2009-09-15 10:32:17

by David Martínez Moreno

[permalink] [raw]
Subject: ext3 crash with tune2fs and MD RAID10 device.

Good morning. During a maintainance, I've changed (20 hours ago) the reserved
block count in my servers' data partition to 0. In some hours, I've got a number
of errors (5) in ext3 in different servers that are not possible by simple luck.
The errors are:

=========================================================
EXT3-fs error (device md3): ext3_new_block: Allocating block in system zone - blocks from 8192000, length 1
Aborting journal on device md3.
Remounting filesystem read-only
EXT3-fs error (device md3): ext3_free_blocks: Freeing blocks in system zones - Block = 8192000, count = 1
EXT3-fs error (device md3) in ext3_free_blocks_sb: Journal has aborted
__journal_remove_journal_head: freeing b_committed_data
__journal_remove_journal_head: freeing b_committed_data
...
=========================================================

or

=========================================================
EXT3-fs error (device md3): ext3_free_blocks_sb: bit already cleared for block 22479363
Aborting journal on device md3.
Remounting filesystem read-only
EXT3-fs error (device md3): ext3_free_blocks_sb: bit already cleared for block 22479364
EXT3-fs error (device md3): ext3_free_blocks_sb: bit already cleared for block 22479365
EXT3-fs error (device md3): ext3_free_blocks_sb: bit already cleared for block 22479367
EXT3-fs error (device md3) in ext3_free_blocks_sb: Journal has aborted
EXT3-fs error (device md3) in ext3_free_blocks_sb: Journal has aborted
EXT3-fs error (device md3) in ext3_free_blocks_sb: Journal has aborted
...
=========================================================

I have some servers with a single SAS disc and others with a software RAID10
volume over 4 discs.

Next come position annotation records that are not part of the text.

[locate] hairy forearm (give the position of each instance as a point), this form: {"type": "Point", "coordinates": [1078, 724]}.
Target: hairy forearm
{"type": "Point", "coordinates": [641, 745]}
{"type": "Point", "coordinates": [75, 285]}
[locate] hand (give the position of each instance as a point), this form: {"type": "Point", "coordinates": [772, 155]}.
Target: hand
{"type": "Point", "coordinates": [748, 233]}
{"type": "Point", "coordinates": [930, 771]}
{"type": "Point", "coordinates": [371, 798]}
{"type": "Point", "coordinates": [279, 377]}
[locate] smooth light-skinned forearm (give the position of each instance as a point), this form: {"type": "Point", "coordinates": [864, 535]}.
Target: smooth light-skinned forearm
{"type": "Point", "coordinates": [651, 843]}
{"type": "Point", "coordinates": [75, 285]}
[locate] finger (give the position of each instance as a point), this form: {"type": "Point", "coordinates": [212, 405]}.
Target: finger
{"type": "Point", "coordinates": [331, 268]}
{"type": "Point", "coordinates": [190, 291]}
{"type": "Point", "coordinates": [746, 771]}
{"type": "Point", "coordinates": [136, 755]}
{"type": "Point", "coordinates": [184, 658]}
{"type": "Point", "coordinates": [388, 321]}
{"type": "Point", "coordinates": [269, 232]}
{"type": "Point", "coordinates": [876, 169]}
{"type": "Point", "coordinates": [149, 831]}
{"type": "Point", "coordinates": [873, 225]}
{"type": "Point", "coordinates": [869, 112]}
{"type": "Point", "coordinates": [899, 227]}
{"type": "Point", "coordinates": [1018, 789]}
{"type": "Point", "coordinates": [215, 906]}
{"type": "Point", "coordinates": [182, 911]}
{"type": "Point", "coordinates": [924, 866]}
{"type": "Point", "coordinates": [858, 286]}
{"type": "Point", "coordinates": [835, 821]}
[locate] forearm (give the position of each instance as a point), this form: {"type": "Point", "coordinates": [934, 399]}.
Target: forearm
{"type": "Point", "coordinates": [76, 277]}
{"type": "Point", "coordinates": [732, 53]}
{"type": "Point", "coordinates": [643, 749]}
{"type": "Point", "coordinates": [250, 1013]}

So far, only the RAID10 volumes are showing errors.
Coincidence?

This is Debian etch, and 2.6.24.2. The command line we've run was:

tune2fs -r 0 partition

while MySQL was running. The e2fsprogs version is 1.39+1.40-WIP-2006.11.14+dfsg-2etch1.

Do you know of any problem with this setup? I've reviewed the e2fsprogs
changelog searching for something like this but it seems rather related to
RAID10+ext3 interaction.

We have lots of servers waiting for crashing, I suspect. While I was writing
this mail another one crashed. Probably I can provide superblock copies for
analysis or any other information.

Best regards,


Ender.
--
I once farted on the set of Blue Lagoon.
-- Brooke Shields (South Park).
--
Responsable de sistemas
tuenti.com